Just wanted to introduce myself. I just stumbled across this awesome forum, so I figured I Should join. In looking at some of the posts, I see a lot of really awesome information, and some really great exchanges of ideas! I look forward to contributing. Talk to you soon!


----------



## ArmorOfGod (Feb 27, 2007)

Welcome to the group.

AoG


----------



## arnisador (Feb 27, 2007)

Welcome! What art (if any) do you study?


----------



## Brian R. VanCise (Feb 27, 2007)

Welcome to MartialTalk!


----------



## terryl965 (Feb 27, 2007)

Welcome and happy posting can you give us some background on your training.


----------



## kidswarrior (Feb 27, 2007)

Welcome to MT! Glad you liked what you saw.


----------



## Tames D (Feb 27, 2007)

Welcome.


----------



## MJS (Feb 27, 2007)

Welcome to Martial Talk! 

Mike


----------



## matt.m (Feb 27, 2007)

welcome


----------



## Seahawk Guy (Feb 28, 2007)

Wow, thanks for the really great welcome!
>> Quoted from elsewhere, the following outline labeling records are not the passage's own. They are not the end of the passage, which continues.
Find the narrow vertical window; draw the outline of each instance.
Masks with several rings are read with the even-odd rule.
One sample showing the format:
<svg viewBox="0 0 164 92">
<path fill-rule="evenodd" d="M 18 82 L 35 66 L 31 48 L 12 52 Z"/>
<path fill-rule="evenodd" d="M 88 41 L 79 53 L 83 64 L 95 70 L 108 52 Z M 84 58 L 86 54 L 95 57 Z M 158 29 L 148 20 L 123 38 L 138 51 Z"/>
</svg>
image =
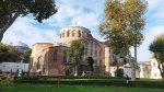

I have been training in Tae Kwon Do and Modern Arnis for just shy of 20 years.


----------



## Drac (Feb 28, 2007)

Greetings and Welcome to MT...


----------



## stickarts (Feb 28, 2007)

Welcome to MT!


----------



## fnorfurfoot (Feb 28, 2007)

Welcome to the site.


----------



## 14 Kempo (Feb 28, 2007)

Hello Seahawk Guy, welcome to MT and enjoy!


----------



## The Kidd (Feb 28, 2007)

Welcome and have fun!


----------



## Kacey (Feb 28, 2007)

Welcome, and happy posting!  :wavey:


----------



## Jade Tigress (Feb 28, 2007)

Welcome to Martial Talk!


----------



## Shaderon (Feb 28, 2007)

Welcome!   Another TKD person!  Eventually we'll take over the world!!  *cough cough* or not.. heehee


----------



## IcemanSK (Mar 2, 2007)

Welcome to MT! I take it you're a Seahawks fan


----------



## shesulsa (Mar 2, 2007)

Greetings and welcome from Southwest Washington


----------



## Seahawk Guy (Mar 2, 2007)

Hi Iceman, how did you guess that I am a Seahawk fan? Yeah, I have been a season ticket holder for about 10 years. God, I hate the offseason!


----------



## JBrainard (Mar 2, 2007)

Ave. I look forward to your contributions to our forum. Enjoy


----------



## kenpotroop (Mar 2, 2007)

Welcome seahawk guy, are you in Washington?


----------



## Seahawk Guy (Mar 2, 2007)

Thanks, Kenpotroop. Yes, I am in the Seattle area (Eastside).


----------



## Blindside (Mar 2, 2007)

Do you study with Mr. Hufana?

(its like 20 questions! )


----------



## Seahawk Guy (Mar 2, 2007)

No, blindside, but I have meet him on several occasions. It has been a while since I have seen him. The last time was at one of the Professors seminars that he had at his school. He seems to be a very good instructor and martial artist, as well as a genuine nice guy.


----------



## bluemtn (Mar 2, 2007)

Welcome and happy posting!


----------



## Jonathan Randall (Mar 7, 2007)

*Welcome to Martial Talk!*


----------